An Approach to Measure the Impact of Emerging Technologies on Urban Freight Productivity
Abstract
While freight trucks represent a small portion of traffic volume in urban areas, they are a critical contributor for energy consumed in the transportation sector. To respond to significantly increased freight activity, especially in urban areas and improve delivery efficiency, new delivery vehicles are under development, such as electric trucks/vans, drones, and delivery robots. Understanding the impact of such vehicles on urban freight activity is critical to capturing the freight productivity (or lack thereof). While modeling and forecasting freight travel and energy impacts are the foundational step to achieve this, placing a metric around fright transportation and energy efficiencies is what really helps decision makers compare and contrast different technologies and business models. However, conversational metrics such as truck-miles, ton-miles, or value-miles evaluate freight performance at the aggregate level, and they are often unidimensional. They have critical shortcomings that limit them from accurately capturing the impact of emerging technologies on the productivity and efficiency of freight systems with little emphasis on the energy intensity of transport mode.

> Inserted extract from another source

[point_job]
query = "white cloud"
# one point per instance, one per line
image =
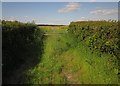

In order to overcome such limitations, this study proposes a novel and practical methodology for development of a comprehensive freight mobility and energy productivity metric, labeled the Freight Mobility Energy Productivity (F-MEP) by integrating accessibility theory that has been applied in passenger and freight travel behavior studies (1–6) with vehicle operation time for urban delivery and energy efficiency of mode. The F-MEP is defined as a metric that can measure how effectively freight can reach its potential locations (i.e., end customers) from a given location through various modes including emerging vehicles. The new metric is designed to incorporate characteristics of freight movement in a city such as high sensitivity to congestion, high circuity and different tour types in a single formulation. The methodology developed in this study is implemented for Columbus, OH using a hexagonal grid representing each location for metric calculation. Five delivery vehicles are considered: three conventional delivery trucks, delivery robots, and e-bike. Vehicle operational characteristics have been identified from literature and used as input variables for the F-MEP calculations. Five primary location (opportunity) types associated freight activities are identified based on land use data provided by CostarTM including the establishment (representing business deliveries) and population (representing residential deliveries). Results show intuitive trends, both at the aggregate level (i.e., overall freight productivity) as well as at the disaggregated level of mode-tour type F-MEP calculation. Disaggregated results demonstrate how different the freight performance metrics (reflected by the F-MEP score) are among different modes. This capability is an extremely useful feature of the F-MEP metric that enables users to conduct customized analyses to understand the impact of different emerging technologies on freight performance depending on the locations. The novelty of this study lies in the first attempt (to the knowledge of the authors) to develop a unified freight performance metric by considering multidimensional factors (time, energy, and cost) of urban freight system.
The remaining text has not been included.